You know what is possible for you to achieve in a typical seven-hour working day. Push yourself to work well, but don’t be too adventurous – you’re not superman.

Timings

Although I swear by lists, I don’t find that timetables are the best for me personally. If you’re splitting the day hour by hour you’re never going to stick to it. Some things take more time than expected, and vice versa – that’s fine. Make the list, but work through it in whatever order you want.

Work out what type of worker you are – morning or afternoon (or maybe a night owl?) – then you can tackle the tasks in the order that works best for you depending on when you’re most motivated.

You may be on a timetable at school, but that doesn’t need to be the case at home.

Environment

You may be working from home, but that doesn’t mean working from bed in your PJs. This may have been a novelty for the first month, but you’ll soon realise that it isn’t the most productive way to work.

I’m not saying get into a full-on suit and tie, but getting showered and dressed makes a big difference. This is your way of telling your body it is time to work, and then you can get back into you PJs in the evening, making it easier for you to know when to switch off again.

A home office isn’t possible for everyone, but I found working at a desk (or dining table, whatever you’ve got) really helps too.
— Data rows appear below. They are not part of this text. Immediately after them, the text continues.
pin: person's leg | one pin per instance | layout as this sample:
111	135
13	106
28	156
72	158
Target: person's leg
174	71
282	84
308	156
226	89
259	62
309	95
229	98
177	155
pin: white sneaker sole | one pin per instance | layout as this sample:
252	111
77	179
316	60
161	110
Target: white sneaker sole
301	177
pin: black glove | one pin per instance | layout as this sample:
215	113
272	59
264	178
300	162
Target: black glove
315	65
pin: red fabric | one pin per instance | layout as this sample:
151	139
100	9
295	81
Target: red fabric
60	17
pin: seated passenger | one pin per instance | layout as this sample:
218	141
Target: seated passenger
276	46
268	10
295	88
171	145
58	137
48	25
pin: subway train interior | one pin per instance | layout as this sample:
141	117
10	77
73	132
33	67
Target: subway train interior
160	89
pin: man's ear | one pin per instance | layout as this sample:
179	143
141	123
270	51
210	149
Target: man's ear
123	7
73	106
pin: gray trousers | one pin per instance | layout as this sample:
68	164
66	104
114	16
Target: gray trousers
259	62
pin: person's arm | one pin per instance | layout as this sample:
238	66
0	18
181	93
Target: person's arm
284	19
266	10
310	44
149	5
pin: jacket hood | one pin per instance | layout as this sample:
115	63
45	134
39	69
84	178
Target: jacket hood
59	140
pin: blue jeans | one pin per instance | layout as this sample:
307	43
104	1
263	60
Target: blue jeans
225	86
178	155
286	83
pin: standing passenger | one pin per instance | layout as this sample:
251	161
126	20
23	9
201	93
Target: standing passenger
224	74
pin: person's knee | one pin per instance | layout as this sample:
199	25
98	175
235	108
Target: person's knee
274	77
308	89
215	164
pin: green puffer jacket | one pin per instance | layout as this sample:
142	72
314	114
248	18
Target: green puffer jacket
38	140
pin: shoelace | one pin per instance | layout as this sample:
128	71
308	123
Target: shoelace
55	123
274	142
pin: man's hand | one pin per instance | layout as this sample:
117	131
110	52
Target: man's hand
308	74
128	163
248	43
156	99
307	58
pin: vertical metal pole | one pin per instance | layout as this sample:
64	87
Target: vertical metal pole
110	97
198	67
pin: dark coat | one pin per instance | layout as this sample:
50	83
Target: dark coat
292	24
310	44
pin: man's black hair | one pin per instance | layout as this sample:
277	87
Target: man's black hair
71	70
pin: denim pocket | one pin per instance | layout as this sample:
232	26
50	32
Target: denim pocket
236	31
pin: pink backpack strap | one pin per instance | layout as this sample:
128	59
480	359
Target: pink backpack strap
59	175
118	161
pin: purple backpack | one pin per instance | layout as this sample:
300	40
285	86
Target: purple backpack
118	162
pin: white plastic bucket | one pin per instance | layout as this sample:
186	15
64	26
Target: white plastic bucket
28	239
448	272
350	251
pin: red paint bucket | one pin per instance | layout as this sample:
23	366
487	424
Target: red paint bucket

Sitting in a structured work-zone means that you know when you are there, it is work time. Plus, just like you arrive for work, you can leave it for your lunch break, and again at the end of your day – separating work and home life.

My desk is right next to my bed, but I know that if I’m at the desk it’s time to be productive. If I ever attempt to work from bed (the ‘soft office’ as some call it) I can guarantee, I’ll be asleep within half an hour.

MY LOCKDOWN ROUTINE

7:30 AM – Get up and do a workout/Go for a run

I found it so much better to get this done first thing. If I was leaving it to later in the day or the evenings, I really struggled to actually find the energy – I would end up dreading it all day. Getting it done first meant I could tick it off my list and feel great by 9 AM!

This was the case for five (and sometimes six on a good week) mornings a week, then if it was a day off I would give myself a lie-in until 8:15 ish.

9:00 AM-10:00 AM – Breakfast, showing and get ready for the day, and scroll on my phone

I’m going to be honest here, having a look through Instagram stories became part of my routine.

10:00 AM-1:00 PM – Morning work session

By work, I mean I was studying for my journalism exams. I definitely work better in the morning, so chose to do work that needed more brain power first.

1:00PM-1:45PM – Lunch

Always a good part of the day.

1:45 PM-5:00 PM – Afternoon work session

I always get into a bit of a slump straight after lunch, so until about 2:30 PM I always take a bit longer to get back to the same level, this is where I’d do tasks that were less taxing.

5:00 PM-5:45 PM – Dog walk

My dog, a mini sausage dog called Luis, knew when it was getting to this time. He would always wait by my door when he knew I was finishing off, so I didn’t even need to say anything and he knew it was time for a walk.

5:45 PM onwards – Relax

I like cooking anyway, but found I was cooking much more over lockdown because I was actually in for the evenings rather than working shifts at the restaurant. This time was for cooking and eating tea (dinner if you’re from the south, or just posh) and then watching TV, catching up on social media, and reading.